We intentionally do not focus on mechanisms that would let you automatically construct a simulator just from your model: if we did that, any bugs in your model would automatically carry over to the simulator and the SBC would only check that the algorithm works. Instead we believe it is good practice to implement the simulator in the most easy way possible while altering aspects of the implementation that should not matter (e.g. for loops vs. matrix multiplication). The best solution would be to have one person write the simulator and a different person the model (though that would often be impractical). This way you get two independent pieces of code that should correspond to the same data generating process and it becomes less likely that there is the same mistake in both versions. A mistake that is in just one version can then be (at least in principle) caught by SBC.

This is actually a well known pattern in software safety: critical components in airplanes are required to have two completely independent implementations of the same software (or even hardware) and the system checks that both produce the same output for the same input. Similarly, pharmaceutical companies analyzing drug trials are required to have the data analysis pipeline written by two separate teams and the results of both must match (this is not required for academic trials - who would need safety there, right?). The main reason this method is used relatively rarely is that implementing the same thing twice is costly. But statistical models are usually relatively small pieces of code and the added cost of the second implementation (the generator) thus tends to very small.

Naming

To avoid confusion the package and the docs tries to consistently give the same meaning to the following potentially ambiguous words:

  • variable All quantities of interest for SBC - this includes both parameters that are directly estimated by the model and quantities derived from those parameters.
  • draws are assumed to come from either a single realized posterior distribution of a fitted model or the prior distribution of the model.

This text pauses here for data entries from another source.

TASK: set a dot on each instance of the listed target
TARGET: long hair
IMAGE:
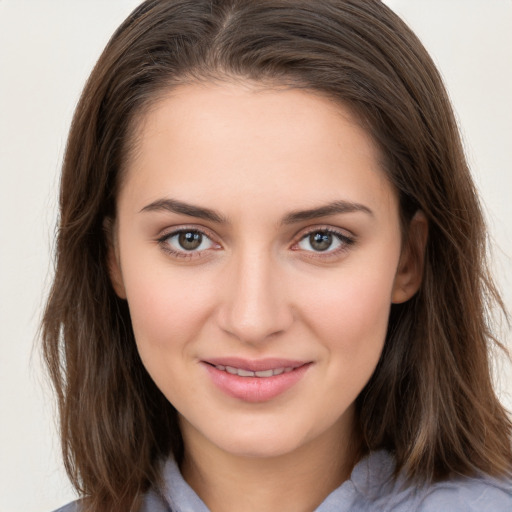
(431, 400)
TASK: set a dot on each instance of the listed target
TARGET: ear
(410, 267)
(113, 263)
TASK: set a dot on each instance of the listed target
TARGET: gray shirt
(369, 489)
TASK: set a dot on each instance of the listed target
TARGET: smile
(255, 380)
(248, 373)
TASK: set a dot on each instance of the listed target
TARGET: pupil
(190, 240)
(320, 241)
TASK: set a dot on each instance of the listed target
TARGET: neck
(292, 482)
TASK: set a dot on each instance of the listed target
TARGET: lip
(255, 389)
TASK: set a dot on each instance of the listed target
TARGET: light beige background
(47, 48)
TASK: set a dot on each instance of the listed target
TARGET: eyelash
(344, 240)
(164, 243)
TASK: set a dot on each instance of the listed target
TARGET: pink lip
(255, 389)
(255, 365)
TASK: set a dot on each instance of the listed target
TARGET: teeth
(248, 373)
(265, 373)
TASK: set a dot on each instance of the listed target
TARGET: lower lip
(255, 389)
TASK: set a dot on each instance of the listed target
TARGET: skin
(257, 287)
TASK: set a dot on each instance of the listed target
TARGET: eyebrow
(174, 206)
(332, 208)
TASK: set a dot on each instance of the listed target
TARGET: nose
(255, 307)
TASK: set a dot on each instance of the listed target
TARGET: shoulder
(70, 507)
(379, 491)
(482, 494)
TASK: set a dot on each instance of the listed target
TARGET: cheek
(349, 312)
(167, 307)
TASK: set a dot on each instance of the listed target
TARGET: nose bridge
(255, 305)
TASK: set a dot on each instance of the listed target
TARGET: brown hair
(431, 400)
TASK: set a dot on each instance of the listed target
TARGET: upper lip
(255, 365)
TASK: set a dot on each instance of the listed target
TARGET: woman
(271, 290)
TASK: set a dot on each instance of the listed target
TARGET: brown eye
(325, 241)
(190, 240)
(320, 241)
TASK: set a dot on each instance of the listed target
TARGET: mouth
(248, 373)
(255, 380)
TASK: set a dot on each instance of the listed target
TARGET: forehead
(211, 142)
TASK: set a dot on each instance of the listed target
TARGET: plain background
(47, 49)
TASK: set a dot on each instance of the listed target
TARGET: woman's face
(258, 245)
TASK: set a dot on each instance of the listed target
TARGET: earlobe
(410, 268)
(113, 264)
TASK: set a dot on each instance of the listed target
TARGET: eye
(186, 241)
(324, 241)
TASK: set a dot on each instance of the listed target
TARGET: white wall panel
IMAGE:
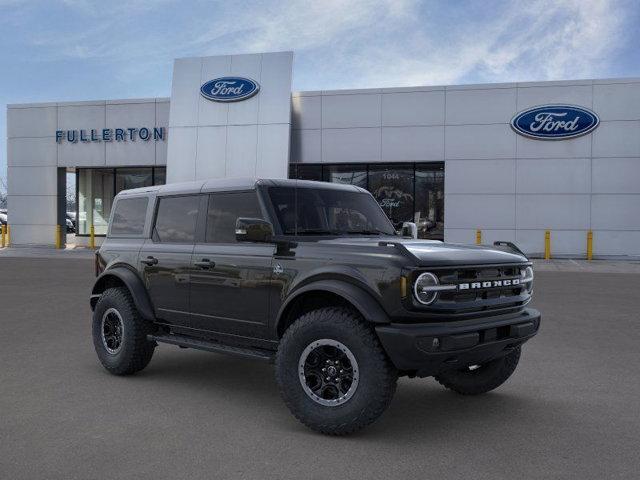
(246, 111)
(412, 143)
(32, 180)
(81, 154)
(615, 212)
(412, 108)
(306, 146)
(559, 175)
(617, 102)
(273, 146)
(275, 80)
(185, 92)
(32, 122)
(479, 211)
(480, 176)
(241, 150)
(617, 139)
(351, 145)
(32, 151)
(468, 235)
(616, 175)
(574, 148)
(563, 242)
(306, 112)
(208, 112)
(479, 142)
(568, 94)
(609, 242)
(82, 117)
(182, 149)
(496, 105)
(566, 212)
(346, 111)
(212, 145)
(32, 210)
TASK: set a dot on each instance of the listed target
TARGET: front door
(230, 281)
(165, 260)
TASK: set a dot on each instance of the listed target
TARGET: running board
(211, 346)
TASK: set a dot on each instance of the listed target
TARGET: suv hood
(434, 252)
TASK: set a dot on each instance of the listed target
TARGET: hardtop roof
(232, 184)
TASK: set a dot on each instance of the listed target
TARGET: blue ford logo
(229, 89)
(555, 122)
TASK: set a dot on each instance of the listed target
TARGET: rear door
(165, 259)
(230, 281)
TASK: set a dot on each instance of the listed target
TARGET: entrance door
(230, 281)
(166, 258)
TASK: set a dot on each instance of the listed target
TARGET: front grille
(480, 299)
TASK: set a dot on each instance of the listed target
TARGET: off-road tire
(136, 351)
(377, 376)
(482, 380)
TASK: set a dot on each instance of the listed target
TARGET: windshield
(318, 211)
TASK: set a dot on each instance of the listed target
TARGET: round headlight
(526, 277)
(422, 288)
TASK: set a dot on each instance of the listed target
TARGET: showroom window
(97, 187)
(407, 192)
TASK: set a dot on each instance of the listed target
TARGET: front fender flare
(364, 302)
(133, 283)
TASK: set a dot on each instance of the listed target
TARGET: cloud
(361, 43)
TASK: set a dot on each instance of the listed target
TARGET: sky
(87, 50)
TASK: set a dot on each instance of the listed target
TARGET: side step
(211, 346)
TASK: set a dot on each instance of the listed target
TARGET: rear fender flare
(133, 283)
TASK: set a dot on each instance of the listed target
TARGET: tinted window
(176, 219)
(224, 210)
(129, 215)
(316, 211)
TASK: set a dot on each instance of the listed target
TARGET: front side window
(317, 211)
(129, 216)
(224, 209)
(176, 219)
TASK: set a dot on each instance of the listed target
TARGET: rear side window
(176, 219)
(129, 216)
(224, 209)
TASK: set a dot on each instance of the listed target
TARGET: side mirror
(253, 230)
(409, 229)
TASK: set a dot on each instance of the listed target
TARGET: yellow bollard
(92, 237)
(547, 244)
(58, 236)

The number of draws ( n_draws) is the number of posterior draws produced by fitting the model.
  • simulation / sim a set of simulated values for all variables and the accompanying generated data. I.e. the number of simulations (n_sims) is the number of times an individual model is fitted
  • fit represents the result of fitting a single simulation

Overview of the Architecture

Overview of the package structure
Overview of the package structure

To perform SBC, one needs to first generate simulated datasets and then fit the model to those simulations. The SBC_datasets object holds the simulated prior and data draws. SBC_datasets objects can be created directly by the user, but it is often easier to use one of provided Generator implementations that let you e.g. wrap a function that returns the variables and observed data for a single simulation or use a brms specification to generate draws corresponding to a given brms model.

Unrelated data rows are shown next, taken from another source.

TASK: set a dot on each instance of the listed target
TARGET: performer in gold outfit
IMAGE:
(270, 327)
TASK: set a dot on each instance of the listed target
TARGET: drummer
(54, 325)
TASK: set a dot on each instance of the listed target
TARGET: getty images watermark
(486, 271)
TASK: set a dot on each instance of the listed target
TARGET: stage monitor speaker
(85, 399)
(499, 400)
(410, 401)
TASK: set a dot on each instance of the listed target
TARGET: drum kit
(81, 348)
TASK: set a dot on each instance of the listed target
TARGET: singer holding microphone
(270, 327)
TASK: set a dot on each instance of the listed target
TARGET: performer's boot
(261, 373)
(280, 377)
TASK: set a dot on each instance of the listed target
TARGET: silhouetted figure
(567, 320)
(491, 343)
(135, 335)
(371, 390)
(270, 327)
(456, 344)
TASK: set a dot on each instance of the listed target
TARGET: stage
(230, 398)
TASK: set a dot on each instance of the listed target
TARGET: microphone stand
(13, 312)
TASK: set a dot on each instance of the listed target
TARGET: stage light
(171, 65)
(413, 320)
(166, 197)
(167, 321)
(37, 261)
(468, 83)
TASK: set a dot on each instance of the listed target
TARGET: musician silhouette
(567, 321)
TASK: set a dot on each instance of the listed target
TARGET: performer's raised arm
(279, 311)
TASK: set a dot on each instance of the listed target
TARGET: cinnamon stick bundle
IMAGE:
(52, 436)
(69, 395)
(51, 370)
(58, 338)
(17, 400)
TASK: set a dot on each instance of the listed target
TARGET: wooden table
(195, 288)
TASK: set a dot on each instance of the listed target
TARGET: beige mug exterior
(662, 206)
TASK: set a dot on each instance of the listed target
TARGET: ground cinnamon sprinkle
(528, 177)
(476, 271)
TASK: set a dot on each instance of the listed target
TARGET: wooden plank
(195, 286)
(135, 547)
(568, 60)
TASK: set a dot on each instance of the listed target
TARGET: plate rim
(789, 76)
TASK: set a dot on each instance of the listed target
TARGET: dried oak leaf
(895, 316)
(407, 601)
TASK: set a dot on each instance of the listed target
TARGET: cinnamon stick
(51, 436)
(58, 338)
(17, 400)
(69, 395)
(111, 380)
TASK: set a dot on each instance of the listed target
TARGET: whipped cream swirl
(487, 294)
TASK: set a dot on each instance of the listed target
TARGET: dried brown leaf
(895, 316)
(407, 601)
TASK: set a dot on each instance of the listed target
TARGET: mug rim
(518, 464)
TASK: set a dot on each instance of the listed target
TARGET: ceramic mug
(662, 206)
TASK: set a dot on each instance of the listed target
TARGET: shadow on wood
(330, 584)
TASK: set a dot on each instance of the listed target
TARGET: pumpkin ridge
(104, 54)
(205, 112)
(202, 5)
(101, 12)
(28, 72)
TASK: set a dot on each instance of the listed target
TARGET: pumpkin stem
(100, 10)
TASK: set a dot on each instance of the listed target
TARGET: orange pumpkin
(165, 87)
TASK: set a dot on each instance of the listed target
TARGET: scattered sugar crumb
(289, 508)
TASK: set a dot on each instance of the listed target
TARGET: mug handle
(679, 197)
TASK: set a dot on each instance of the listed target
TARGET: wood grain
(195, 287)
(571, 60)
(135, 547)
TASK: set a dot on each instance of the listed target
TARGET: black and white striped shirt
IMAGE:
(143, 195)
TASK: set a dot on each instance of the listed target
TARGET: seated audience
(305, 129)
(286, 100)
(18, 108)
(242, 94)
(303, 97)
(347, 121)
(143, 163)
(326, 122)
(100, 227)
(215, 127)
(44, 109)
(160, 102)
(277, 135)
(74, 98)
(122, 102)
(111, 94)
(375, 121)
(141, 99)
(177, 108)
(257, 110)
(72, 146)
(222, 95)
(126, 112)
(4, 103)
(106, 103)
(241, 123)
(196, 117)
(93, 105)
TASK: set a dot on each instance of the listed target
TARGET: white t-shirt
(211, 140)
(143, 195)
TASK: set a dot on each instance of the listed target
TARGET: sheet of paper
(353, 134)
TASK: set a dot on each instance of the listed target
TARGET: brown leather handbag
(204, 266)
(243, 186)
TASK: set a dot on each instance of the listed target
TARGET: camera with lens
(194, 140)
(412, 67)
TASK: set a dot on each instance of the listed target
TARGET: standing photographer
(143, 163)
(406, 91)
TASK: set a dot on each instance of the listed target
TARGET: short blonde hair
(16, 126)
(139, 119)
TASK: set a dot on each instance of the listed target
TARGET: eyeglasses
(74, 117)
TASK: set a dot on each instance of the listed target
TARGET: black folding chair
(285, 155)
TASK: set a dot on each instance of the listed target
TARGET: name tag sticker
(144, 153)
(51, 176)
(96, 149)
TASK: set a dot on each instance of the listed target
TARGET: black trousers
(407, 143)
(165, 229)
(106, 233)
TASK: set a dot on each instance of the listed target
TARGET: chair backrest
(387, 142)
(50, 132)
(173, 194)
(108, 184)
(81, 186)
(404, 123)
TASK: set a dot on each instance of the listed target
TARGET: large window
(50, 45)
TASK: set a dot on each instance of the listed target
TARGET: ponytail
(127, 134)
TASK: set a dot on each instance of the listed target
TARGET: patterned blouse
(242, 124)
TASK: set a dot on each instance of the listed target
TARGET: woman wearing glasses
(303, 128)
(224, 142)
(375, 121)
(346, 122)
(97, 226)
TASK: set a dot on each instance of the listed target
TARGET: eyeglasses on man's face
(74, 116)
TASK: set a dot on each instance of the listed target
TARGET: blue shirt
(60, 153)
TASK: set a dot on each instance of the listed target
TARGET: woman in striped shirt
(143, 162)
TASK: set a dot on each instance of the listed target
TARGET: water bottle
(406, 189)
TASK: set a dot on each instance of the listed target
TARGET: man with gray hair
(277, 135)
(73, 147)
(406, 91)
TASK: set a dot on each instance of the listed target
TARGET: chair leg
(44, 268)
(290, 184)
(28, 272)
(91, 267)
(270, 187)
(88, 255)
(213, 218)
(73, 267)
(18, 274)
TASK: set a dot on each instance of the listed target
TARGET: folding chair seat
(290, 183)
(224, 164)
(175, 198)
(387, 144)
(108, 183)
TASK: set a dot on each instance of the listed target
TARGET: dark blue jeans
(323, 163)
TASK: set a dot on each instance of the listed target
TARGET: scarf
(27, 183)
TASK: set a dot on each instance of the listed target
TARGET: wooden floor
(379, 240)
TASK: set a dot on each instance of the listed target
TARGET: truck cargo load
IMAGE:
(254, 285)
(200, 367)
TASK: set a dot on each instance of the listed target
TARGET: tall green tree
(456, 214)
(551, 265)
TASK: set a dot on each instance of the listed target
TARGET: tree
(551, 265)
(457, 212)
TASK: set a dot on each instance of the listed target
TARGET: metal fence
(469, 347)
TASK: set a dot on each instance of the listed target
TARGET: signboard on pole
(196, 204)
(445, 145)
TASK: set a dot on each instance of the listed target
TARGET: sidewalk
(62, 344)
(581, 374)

The other big part of the process is a backend. The SBC package uses a backend object to actually fit the model to the simulated data and generate posterior draws. In short, backend bundles together the algorithm in which inference is run (cmdstanr, rstan, brms, jags, etc.), the model, and additional platform-specific inference parameters which are necessary to run inference for the model-platform combination (e.g. number of iterations, initial values, …). In other words backend is a function that takes data as its only input and provides posterior draws.

Once we have a backend and an SBC_datasets instance, we can call compute_SBC to actually perform the SBC. The resulting object can then be passed to various plotting and summarising functions to let us easily learn if our model works as expected.

Simple Poisson Regression

In this vignette we will demonstrate how the interface is used with a simple poisson model. First we’ll setup and configure our environment.

library(SBC)
library(ggplot2)

use_cmdstanr <- getOption("SBC.vignettes_cmdstanr", TRUE) # Set to false to use rstan instead

if(use_cmdstanr) {
  library(cmdstanr)
} else {
  library(rstan)
  rstan_options(auto_write = TRUE)
}

options(mc.cores = parallel::detectCores())

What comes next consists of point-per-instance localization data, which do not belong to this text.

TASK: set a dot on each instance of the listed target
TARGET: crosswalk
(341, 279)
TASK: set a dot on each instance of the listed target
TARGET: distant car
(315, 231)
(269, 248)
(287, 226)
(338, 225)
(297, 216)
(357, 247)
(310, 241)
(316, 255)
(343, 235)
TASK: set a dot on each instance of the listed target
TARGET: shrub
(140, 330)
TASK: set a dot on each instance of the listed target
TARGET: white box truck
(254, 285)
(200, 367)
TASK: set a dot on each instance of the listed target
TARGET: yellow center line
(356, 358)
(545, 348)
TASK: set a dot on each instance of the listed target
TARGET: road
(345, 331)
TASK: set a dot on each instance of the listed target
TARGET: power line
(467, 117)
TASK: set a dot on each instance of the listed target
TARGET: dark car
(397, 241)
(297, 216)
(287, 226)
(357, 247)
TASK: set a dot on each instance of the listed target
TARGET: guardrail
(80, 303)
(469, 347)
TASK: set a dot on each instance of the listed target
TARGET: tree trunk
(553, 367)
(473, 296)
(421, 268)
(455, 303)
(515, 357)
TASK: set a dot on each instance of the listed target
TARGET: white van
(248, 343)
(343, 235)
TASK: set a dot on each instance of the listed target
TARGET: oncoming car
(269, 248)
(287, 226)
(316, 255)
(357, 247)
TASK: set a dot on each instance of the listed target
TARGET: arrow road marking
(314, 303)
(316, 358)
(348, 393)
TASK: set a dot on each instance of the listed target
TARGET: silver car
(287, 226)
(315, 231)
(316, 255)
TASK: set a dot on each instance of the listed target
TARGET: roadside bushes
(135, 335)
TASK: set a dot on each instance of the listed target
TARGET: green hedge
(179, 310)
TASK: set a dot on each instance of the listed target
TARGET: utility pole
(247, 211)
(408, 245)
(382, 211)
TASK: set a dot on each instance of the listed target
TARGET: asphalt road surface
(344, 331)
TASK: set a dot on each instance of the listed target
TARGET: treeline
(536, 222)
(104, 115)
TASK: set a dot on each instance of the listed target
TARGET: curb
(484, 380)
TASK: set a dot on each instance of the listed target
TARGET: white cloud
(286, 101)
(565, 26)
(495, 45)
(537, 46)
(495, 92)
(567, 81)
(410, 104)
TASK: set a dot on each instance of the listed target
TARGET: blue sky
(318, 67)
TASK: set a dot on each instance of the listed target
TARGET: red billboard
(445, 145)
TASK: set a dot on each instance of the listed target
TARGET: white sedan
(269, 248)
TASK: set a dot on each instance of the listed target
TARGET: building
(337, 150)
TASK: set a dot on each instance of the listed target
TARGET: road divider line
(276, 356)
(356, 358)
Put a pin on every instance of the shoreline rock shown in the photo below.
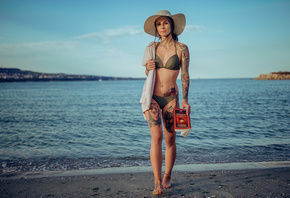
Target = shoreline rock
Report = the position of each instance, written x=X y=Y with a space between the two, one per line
x=17 y=75
x=274 y=76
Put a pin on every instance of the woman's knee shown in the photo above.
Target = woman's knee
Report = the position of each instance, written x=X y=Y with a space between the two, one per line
x=170 y=141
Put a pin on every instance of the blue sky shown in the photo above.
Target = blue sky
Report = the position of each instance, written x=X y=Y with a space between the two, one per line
x=226 y=38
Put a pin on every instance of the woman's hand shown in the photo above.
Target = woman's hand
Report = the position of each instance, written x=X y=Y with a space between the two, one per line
x=150 y=64
x=186 y=106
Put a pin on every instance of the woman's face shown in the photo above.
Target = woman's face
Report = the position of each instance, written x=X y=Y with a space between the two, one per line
x=163 y=26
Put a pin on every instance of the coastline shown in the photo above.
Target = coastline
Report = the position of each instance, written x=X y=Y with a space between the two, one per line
x=250 y=179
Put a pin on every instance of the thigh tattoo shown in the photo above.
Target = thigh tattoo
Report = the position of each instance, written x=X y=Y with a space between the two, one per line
x=168 y=119
x=154 y=115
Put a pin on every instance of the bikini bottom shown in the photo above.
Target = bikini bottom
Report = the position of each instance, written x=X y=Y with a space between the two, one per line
x=163 y=101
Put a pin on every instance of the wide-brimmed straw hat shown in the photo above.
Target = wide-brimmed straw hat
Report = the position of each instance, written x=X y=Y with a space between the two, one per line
x=178 y=19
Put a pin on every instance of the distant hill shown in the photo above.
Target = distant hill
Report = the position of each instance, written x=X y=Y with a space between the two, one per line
x=15 y=75
x=274 y=76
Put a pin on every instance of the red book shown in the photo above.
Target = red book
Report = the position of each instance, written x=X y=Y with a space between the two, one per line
x=181 y=121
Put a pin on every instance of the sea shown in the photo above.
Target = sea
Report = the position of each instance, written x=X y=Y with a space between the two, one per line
x=77 y=125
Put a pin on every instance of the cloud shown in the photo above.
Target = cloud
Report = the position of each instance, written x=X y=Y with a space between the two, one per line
x=193 y=28
x=112 y=34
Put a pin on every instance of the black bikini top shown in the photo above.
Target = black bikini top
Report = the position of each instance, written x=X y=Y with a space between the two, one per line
x=172 y=63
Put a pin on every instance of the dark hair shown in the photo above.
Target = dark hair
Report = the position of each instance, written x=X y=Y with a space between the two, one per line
x=171 y=22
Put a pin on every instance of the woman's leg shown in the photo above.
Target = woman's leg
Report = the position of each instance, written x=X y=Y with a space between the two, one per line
x=170 y=135
x=153 y=116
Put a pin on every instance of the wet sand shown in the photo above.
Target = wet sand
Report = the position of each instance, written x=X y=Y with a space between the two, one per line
x=266 y=179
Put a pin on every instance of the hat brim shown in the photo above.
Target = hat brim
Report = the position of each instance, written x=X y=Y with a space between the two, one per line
x=179 y=24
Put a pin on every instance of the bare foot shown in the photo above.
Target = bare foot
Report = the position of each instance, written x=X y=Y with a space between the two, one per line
x=158 y=188
x=166 y=181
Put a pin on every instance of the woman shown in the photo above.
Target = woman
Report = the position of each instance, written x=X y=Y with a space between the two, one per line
x=171 y=57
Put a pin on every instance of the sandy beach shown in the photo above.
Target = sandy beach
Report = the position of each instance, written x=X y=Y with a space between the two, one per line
x=259 y=179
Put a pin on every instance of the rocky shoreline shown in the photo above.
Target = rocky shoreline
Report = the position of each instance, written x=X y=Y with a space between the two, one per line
x=274 y=76
x=17 y=75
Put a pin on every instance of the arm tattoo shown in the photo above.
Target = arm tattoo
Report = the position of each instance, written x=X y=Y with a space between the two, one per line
x=184 y=71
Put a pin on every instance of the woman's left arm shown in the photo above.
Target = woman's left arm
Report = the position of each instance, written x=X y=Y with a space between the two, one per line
x=185 y=77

# Enabling parallel processing via future
library(future)
plan(multisession)

# The fits are very fast,
# so we force a minimum chunk size to reduce overhead of
# paralellization and decrease computation time.
options(SBC.min_chunk_size = 5)

# Setup caching of results
if(use_cmdstanr) {
  cache_dir <- "./_basic_usage_SBC_cache"
} else {
  cache_dir <- "./_basic_usage_rstan_SBC_cache"
}
if(!dir.exists(cache_dir)) {
  dir.create(cache_dir)
}

theme_set(theme_minimal())
# Run this _in the console_ to report progress for all computations to report progress for all computations
# see https://progressr.futureverse.org/ for more options
progressr::handlers(global = TRUE)

Model Setup

We will be running SBC against a model that defines y ~ Poisson(lambda), where lambda ~ Gamma(15, 5). We will use the following Stan model:

cat(readLines("stan/poisson.stan"), sep = "\n")
data{
  int N;
  array[N] int y;
}
parameters{
  real<lower = 0> lambda;
}
model{
  lambda ~ gamma(15, 5);
  y ~ poisson(lambda);
}
if(use_cmdstanr) {
  cmdstan_model <- cmdstanr::cmdstan_model("stan/poisson.stan")
} else {
  rstan_model <- rstan::stan_model("stan/poisson.stan")
}

Generator

Once we have defined the model, we can create a generator function which will generate prior and data draws:

# A generator function should return a named list containing elements "variables" and "generated"

poisson_generator_single <- function(N){  # N is the number of data points we are generating
  lambda <- rgamma(n = 1, shape = 15, rate = 5)
  y <- rpois(n = N, lambda = lambda)
  list(
    variables = list(
      lambda = lambda
    ),
    generated = list(
      N = N,
      y = y
    )
  )
}

As you can see, the generator returns a named list containing random draws from the prior and generated data realized from the prior draws - the data are already in the format expected by Stan.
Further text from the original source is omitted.